2.5.2 L'évaluation comportementale est nécessaire à tous les stades de démence. Elle est devenue très importante avec la caractérisation des démences non Alzheimer car les manifestations psychiatriques peuvent précéder les troubles cognitifs. Avec la détermination d'une sémiologie comportementale se sont créés des outils d'évaluation sous forme d'hétéroquestionnaires destinés aux proches comme le Questionnaire de Dyscontrôle comportemental (QDC), des entretiens semi-structurés comme la Neurospyschiatric Inventory (NPI) permettant surtout la quantification des symptômes, des outils aidant au diagnostic de démence frontotemporale comme l'échelle de dyscomportement frontal (EDF).

2.5.3 L'électrophysiologie: La contribution diagnostique de l'EEG est faible, sa normalité dans les démences frontotemporales est un des critères.

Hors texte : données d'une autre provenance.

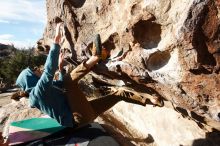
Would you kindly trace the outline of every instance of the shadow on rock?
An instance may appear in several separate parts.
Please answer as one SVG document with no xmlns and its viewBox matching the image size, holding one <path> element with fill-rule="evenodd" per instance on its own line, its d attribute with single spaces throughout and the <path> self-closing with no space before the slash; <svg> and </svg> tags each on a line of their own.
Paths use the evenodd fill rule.
<svg viewBox="0 0 220 146">
<path fill-rule="evenodd" d="M 204 139 L 196 139 L 193 141 L 192 146 L 219 146 L 220 144 L 220 131 L 214 130 L 206 134 Z"/>
</svg>

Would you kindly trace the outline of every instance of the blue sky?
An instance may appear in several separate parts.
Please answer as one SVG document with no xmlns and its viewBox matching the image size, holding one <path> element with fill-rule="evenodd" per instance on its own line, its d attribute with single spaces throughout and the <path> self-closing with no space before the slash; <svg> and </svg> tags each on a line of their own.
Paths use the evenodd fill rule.
<svg viewBox="0 0 220 146">
<path fill-rule="evenodd" d="M 46 25 L 45 0 L 0 0 L 0 43 L 34 46 Z"/>
</svg>

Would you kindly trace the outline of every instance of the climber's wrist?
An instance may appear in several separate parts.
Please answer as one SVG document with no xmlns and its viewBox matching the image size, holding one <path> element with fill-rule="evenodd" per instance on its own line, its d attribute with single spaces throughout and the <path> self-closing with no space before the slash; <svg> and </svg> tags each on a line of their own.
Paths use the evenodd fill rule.
<svg viewBox="0 0 220 146">
<path fill-rule="evenodd" d="M 59 70 L 59 72 L 61 72 L 61 73 L 64 71 L 63 67 L 62 67 L 62 68 L 59 67 L 58 70 Z"/>
</svg>

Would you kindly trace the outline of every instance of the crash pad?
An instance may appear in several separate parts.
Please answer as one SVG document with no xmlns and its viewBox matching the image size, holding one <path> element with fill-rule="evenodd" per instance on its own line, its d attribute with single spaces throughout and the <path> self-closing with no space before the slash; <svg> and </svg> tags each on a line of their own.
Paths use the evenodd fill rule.
<svg viewBox="0 0 220 146">
<path fill-rule="evenodd" d="M 40 139 L 64 128 L 56 120 L 44 117 L 12 122 L 9 127 L 9 145 Z"/>
<path fill-rule="evenodd" d="M 119 146 L 97 122 L 74 129 L 48 117 L 12 122 L 9 145 Z"/>
</svg>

2.5.4 L'imagerie morphologique et fonctionnelle:

-L'imagerie morphologique: L'IRM est l'examen de choix, elles est indispensable si l'on suspecte une participation vasculaire pour ne pas passer à coté d'un infarctus sou sous cortical, de sous estimer un état lacunaire et des anomalies de substance blanche. Toutefois l'IRM n'est pas, un examen disponible partout, simple à réaliser lors de démence sévère et en même temps alors qu'il ne justifie pas une forte sédation. Parfois cette examen est même contre-indiqué dans certains cas. Comme pour la plupart des examens, la présence de l'entourage est souhaitable pour le patient, mais les proches doivent être eux moralement accompagnés dans ces examens impressionnants et dont la raison de leur réalisation n'est pas toujours comprise. Le scanner cérébral est un examen dont l'utilité n'est pas limité à rechercher une cause curable de démence comme un hématome sous dural ou une tumeur, mais apporte des arguments pour le type de démence dégénérative. En effet, avec des coupes orientées de 20° vers l'arrière par rapport au plan orbito-méatal, le scanner cérébral apprécie l'atrophie hippocampique, en faveur d'une maladie d'Alzheimer. Il permet aussi de montrer une atrophie temporal lobaire en faveur d'une dégénérescence frontotemporale et même de maladie de Pick s'il y a une asymétrie. Il n'y a pas d'indication à demander en première intention un scanner avec injection.

-L'imagerie fonctionnelle: La tomographie d'émission monophotonique n'est pas un examen de routine. Cet examen est particulièrement utile lors de suspicion de démence frontotemporale, remettant en cause le diagnostic lorsqu'il existe un hypodébit postérieur.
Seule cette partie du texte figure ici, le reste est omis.